Highest and 2nd Highest Paid

3.50%

 

3rd and 4th Highest Paid

2.50%

 

5th and 6th Highest Paid

1.25%

 

7th through 25th Highest Paid

0.85%

 

Each Other Participant

less than 0.50%

 

The Committee may reduce but not increase the maximum award for any participant.

Payment of Awards

In determining whether and to what extent awards will be paid to participants, and in exercising its negative discretion to reduce the maximum award for any participant, the Committee will consider factors that it deems appropriate, including Verizon’s financial and operating performance for the plan year, the performance of the participant’s business unit and the participant’s achievement in relation to established measures.

All awards will be paid in cash. Participants are permitted to defer payment of all or a portion of their awards, subject to any conditions imposed by the Committee and subject to any restrictions under Section 409A of the Code and the terms of the applicable deferred compensation plan.

The Committee has not made any awards under the 2009 STIP. Because the Committee annually determines whether to grant awards and the amount of the awards to be made to any one individual or group of individuals based on the Company’s performance, it is not possible to determine the amount of awards or the individuals or group of individuals who will receive awards under the 2009 STIP. If the 2009 STIP had been in effect in 2008, the award pool would have totaled $250 million.

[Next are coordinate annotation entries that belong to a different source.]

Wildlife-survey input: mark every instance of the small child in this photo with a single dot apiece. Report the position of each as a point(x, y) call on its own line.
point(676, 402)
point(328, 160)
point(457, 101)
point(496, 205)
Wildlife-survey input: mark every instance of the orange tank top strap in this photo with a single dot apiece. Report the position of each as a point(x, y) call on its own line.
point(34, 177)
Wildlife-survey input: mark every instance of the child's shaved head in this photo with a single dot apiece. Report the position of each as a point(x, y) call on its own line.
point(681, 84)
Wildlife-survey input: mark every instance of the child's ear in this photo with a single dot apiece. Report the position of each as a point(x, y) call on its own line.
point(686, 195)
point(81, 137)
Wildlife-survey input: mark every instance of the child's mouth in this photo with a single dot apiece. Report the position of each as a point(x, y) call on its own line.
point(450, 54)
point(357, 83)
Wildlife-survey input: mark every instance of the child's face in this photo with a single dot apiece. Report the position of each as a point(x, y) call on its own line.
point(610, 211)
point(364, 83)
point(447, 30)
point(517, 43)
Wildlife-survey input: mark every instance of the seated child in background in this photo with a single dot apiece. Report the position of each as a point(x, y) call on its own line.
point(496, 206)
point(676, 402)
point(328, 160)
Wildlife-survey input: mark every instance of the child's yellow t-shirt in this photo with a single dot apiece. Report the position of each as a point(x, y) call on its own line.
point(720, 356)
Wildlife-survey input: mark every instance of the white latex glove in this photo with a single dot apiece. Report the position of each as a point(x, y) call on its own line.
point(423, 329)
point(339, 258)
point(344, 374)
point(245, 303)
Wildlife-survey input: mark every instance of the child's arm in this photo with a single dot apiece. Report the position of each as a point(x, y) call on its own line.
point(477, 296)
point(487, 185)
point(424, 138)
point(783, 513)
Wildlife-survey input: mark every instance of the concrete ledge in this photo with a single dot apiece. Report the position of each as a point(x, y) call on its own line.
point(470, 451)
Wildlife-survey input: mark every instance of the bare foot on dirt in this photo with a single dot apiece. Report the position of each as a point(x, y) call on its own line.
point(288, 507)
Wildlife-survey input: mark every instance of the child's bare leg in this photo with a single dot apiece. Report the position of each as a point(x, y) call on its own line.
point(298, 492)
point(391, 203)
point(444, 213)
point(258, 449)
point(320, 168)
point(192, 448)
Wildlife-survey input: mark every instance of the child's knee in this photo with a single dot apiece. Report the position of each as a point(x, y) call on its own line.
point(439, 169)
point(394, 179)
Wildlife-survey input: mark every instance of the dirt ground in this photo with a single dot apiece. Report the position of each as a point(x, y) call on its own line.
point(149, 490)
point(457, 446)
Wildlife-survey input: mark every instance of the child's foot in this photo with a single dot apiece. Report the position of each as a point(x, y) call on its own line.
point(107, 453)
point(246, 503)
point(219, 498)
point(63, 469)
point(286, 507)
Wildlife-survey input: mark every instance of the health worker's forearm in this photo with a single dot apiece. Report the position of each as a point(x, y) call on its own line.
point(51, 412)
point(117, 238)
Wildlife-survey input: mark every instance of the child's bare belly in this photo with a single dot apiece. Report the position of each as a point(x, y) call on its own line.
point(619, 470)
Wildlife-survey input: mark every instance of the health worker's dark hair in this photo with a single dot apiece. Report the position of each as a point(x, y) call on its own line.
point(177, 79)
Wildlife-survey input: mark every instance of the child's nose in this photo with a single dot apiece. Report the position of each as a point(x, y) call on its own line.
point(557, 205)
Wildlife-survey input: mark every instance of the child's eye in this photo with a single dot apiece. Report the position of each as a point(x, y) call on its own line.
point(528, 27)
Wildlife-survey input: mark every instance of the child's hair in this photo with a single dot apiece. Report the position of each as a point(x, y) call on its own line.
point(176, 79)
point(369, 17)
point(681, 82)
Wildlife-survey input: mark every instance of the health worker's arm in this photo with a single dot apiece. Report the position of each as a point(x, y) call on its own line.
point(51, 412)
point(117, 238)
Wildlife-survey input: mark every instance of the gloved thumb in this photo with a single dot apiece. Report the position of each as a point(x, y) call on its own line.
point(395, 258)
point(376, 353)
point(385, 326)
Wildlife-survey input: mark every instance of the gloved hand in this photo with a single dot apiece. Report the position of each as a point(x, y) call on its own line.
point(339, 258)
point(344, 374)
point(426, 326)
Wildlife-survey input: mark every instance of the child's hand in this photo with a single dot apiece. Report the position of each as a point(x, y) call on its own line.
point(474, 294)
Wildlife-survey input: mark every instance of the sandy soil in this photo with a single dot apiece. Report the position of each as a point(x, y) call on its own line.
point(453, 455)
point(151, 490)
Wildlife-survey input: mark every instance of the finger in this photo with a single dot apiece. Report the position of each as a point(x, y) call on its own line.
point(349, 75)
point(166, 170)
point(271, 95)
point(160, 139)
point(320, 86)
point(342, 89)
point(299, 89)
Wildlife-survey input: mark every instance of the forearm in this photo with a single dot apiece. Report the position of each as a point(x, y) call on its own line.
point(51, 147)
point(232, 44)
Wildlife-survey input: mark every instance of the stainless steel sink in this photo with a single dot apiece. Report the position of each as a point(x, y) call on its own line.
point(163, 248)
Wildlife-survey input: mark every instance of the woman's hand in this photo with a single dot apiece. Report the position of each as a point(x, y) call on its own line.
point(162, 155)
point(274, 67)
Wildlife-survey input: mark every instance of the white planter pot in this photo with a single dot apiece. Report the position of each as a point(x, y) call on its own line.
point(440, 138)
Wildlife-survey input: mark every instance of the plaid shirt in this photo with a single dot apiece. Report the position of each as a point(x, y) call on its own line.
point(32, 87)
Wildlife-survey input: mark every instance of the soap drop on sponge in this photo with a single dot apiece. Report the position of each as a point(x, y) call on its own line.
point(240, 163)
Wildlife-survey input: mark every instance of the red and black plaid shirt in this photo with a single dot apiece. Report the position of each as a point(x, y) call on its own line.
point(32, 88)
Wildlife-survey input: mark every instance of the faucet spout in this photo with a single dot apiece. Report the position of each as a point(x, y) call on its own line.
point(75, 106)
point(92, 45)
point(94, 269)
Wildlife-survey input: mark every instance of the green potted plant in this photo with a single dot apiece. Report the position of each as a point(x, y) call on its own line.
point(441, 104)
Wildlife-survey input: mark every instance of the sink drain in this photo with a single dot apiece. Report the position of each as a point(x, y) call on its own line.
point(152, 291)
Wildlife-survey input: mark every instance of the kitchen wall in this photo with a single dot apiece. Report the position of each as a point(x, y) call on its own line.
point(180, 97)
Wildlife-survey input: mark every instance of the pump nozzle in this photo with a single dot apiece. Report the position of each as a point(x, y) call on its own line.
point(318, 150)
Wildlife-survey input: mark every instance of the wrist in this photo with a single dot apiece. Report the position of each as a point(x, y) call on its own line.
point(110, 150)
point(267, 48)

Amendment or Termination of the 2009 STIP

Unless it is terminated earlier, the 2009 STIP will remain in effect until the close of business on the date of Verizon’s annual meeting of shareholders in the year 2019, at which time the right to grant awards under the 2009 STIP will terminate. Before that date, the Committee may amend, suspend or terminate the 2009 STIP in whole or in part. Any amendment or revision that would cause the 2009 STIP to fail to comply with any requirement of applicable law, regulation or rule if it were not approved by shareholders will not be effective unless approved by Verizon’s shareholders.

If certain extraordinary gains and losses, impairments and nonrecurring events affect the Company, or if there is a change in applicable laws, regulations or accounting principles, the Committee will adjust the terms and conditions of, and the criteria included in, awards under the plan to prevent an increase or decrease in the benefits or potential benefits intended to be available under the 2009 STIP.

Change in Control

If there is a change in control of the Company, as defined in the 2009 STIP, all unpaid outstanding awards will become immediately nonforfeitable and payable at the normal payment date. The awards for the year in which the change in control occurs and for any earlier year for which 2009 STIP awards have not been paid at the time the change in control occurs will be determined by using no less than the individual’s target award for the year immediately preceding the change in control.

The Board of Directors recommends that you vote FOR approval of the amended and restated Verizon Communications Inc. Short-Term Incentive Plan.